The rating agency has affirmed the long-term issuer default ratings of Aberdeen Asset Management Plc at A, Amundi Group at A+, Azimut Holding SpA at BBB, FMR LLC at A+, Invesco Ltd. at A-, Janus Henderson Group Plc at BBB, Man Strategic Holdings Ltd. at BBB+, Russell Investments at BB and Schroders Plc at A+.
The rating agency revised Invesco's outlook to stable from positive and maintained Janus Henderson's outlook at positive and Russell Investments' outlook at negative. The outlooks for the remaining traditional investment managers are stable.
The rationale for the ratings actions includes both peer-group and company-specific considerations. Fitch noted that the peer group shared rating drivers like well-established and increasingly diversified franchises, adequate asset performance, stable profitability and relatively strong cash flow leverage metrics.

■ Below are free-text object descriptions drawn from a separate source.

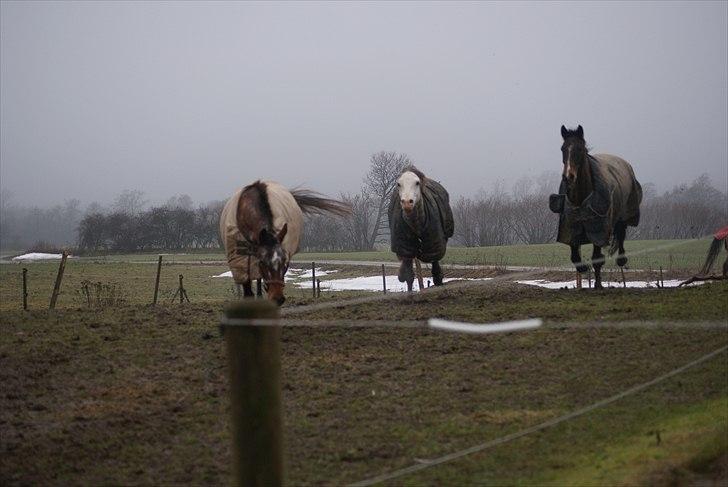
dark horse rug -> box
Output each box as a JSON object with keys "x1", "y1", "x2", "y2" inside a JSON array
[
  {"x1": 389, "y1": 178, "x2": 454, "y2": 262},
  {"x1": 550, "y1": 154, "x2": 642, "y2": 251}
]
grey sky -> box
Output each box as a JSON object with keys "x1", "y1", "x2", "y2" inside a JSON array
[{"x1": 1, "y1": 1, "x2": 726, "y2": 208}]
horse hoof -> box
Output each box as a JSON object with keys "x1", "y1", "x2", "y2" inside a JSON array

The active investment management industry continues to experience competitive pressures as investors increasingly prefer passive investment management strategies. Additionally, the investment management industry could be facing diverging regulatory paths as new administrations take office in the U.S. and France and the U.K. works on exiting the European Union.
Nevertheless, the rating agency said traditional investment managers' scale, focus on growing assets under management in the higher-yielding retail channel, and fairly variable cost structures continue to help them generate strong operating margins despite increasing compliance costs and fee pressure from investors' shift to passively managed products.